Possibly my pricing is wrong, but simply per-user seems like a very blunt
instrument. Not sure what a better way of measuring the 'value' here is
though. Ideally % of total hosting bill would seem 'fair', but if a service is
going to cost 30-50% of the hosting costs then it needs to provide an awful
lot.

------
Shorrock
Love the product, and while the grandfather'd pricing is nice - it only lasts
for 6 months. If we were to continue using it past these 6 months Intercom
would cost, on a monthly basis, more than our servers and other add-on
services we already pay for combined. Pricing based on active users might make
sense if your ARPU is high enough, at which point it's just a question of
return, but at lower ARPU's it simply prices itself out of the equation - at
least for us.

------
justinmares
Intercom is an amazing product that's boosted our revenue and retention more
than anything else we've done.

Love the product, and the founders are (from what I hear) awesome people.

------
infinitone
Are there alternatives to Intercom?
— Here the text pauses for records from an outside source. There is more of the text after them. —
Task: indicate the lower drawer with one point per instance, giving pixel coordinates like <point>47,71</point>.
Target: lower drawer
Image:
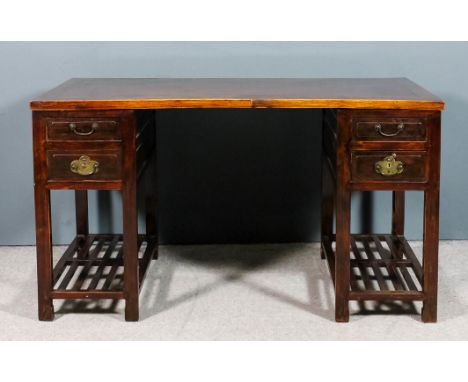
<point>84,165</point>
<point>384,166</point>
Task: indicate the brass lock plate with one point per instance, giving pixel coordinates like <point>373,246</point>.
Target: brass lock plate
<point>389,166</point>
<point>84,166</point>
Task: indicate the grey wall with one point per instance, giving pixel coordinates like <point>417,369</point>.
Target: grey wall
<point>252,177</point>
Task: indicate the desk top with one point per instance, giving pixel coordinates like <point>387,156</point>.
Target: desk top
<point>162,93</point>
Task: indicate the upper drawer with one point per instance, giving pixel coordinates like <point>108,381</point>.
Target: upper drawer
<point>389,128</point>
<point>83,129</point>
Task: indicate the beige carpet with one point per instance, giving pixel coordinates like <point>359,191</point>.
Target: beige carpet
<point>231,292</point>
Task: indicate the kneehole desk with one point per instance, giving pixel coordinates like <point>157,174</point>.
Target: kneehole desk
<point>99,134</point>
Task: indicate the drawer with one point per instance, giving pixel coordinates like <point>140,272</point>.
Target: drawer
<point>84,165</point>
<point>83,129</point>
<point>384,166</point>
<point>383,128</point>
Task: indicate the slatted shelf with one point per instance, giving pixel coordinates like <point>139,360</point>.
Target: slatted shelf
<point>382,267</point>
<point>92,266</point>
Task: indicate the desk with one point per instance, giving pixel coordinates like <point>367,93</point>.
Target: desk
<point>378,134</point>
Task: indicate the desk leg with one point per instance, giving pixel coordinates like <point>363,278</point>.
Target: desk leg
<point>130,252</point>
<point>130,218</point>
<point>151,201</point>
<point>327,204</point>
<point>44,252</point>
<point>81,207</point>
<point>430,254</point>
<point>398,213</point>
<point>342,257</point>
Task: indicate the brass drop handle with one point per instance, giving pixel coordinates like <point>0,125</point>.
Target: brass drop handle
<point>93,128</point>
<point>389,166</point>
<point>400,127</point>
<point>84,166</point>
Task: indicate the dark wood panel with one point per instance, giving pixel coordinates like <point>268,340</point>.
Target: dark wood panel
<point>389,129</point>
<point>147,93</point>
<point>414,166</point>
<point>59,163</point>
<point>83,129</point>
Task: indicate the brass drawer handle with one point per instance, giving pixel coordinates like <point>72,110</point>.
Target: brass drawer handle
<point>92,130</point>
<point>400,127</point>
<point>84,166</point>
<point>389,166</point>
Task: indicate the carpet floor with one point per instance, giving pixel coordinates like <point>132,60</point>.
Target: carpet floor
<point>232,292</point>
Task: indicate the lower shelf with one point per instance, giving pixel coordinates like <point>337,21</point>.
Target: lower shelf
<point>92,267</point>
<point>382,267</point>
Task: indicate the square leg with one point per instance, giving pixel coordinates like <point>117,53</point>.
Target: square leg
<point>44,252</point>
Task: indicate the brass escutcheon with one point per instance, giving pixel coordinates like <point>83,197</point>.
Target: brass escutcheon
<point>389,166</point>
<point>84,166</point>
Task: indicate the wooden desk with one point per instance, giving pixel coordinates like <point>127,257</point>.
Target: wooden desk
<point>378,134</point>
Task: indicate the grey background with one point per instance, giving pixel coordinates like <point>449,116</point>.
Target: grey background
<point>246,177</point>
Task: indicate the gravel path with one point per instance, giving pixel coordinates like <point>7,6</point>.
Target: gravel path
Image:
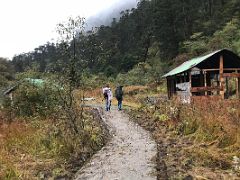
<point>128,156</point>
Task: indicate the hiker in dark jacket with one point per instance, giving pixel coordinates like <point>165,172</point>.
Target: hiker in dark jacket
<point>119,96</point>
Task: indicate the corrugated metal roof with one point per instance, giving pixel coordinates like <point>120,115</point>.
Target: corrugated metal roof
<point>189,64</point>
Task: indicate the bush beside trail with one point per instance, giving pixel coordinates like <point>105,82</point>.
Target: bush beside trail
<point>39,139</point>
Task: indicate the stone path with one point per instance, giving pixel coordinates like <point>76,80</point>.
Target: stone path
<point>128,156</point>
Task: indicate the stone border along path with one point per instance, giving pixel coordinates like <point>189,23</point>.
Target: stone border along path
<point>128,156</point>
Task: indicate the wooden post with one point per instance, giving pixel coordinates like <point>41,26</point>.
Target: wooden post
<point>168,88</point>
<point>221,76</point>
<point>237,87</point>
<point>227,89</point>
<point>205,81</point>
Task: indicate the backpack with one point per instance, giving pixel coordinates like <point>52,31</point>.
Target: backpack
<point>105,93</point>
<point>119,93</point>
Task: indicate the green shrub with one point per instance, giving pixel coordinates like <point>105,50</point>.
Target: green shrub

Their new pricing is quite pricy for the
value they provide.

------
bdunn
Congrats guys! I've been a huge fan of Intercom and the team behind it since,
well, back before they started charging.

Most products are going to need some sort of custom dashboard, will also
eventually need a way to do in-app feature / maintenance notifications,
sending and tracking lifecycle emails, etc. Intercom saves tons of time by
distilling all of this into a simple JS include.

------
sunsu
We at BetterVoicemail.com love Intercom. We'll probably continue to use it
with the new pricing, but we have a slightly odd way of doing things and might
have to change some things around. We currently create an Intercom user in the
first step of our sign-up process BEFORE he/she actually gives us their CC. We
do this so we can send them reminder a reminder email the next day to complete
the sign-up process. Unfortunately this counts toward the user quota now.

------
nedwin
Fantastic product and team. If you get a chance definitely tune into their
webinars _. seminar.intercom.io

_ never thought I'd say that out loud.

------
dylangs1030
This is awesome. It's a legitimately game changing idea and in an industry
that is still plagued by user dissatisfaction. They stand to change a lot.

I think if they make it a bit simpler to use with a less packed design it
would be even more popular. It's already backed by a few big tech names...if
they can get bigger, even more mainstream brands they'll be in a really good
place.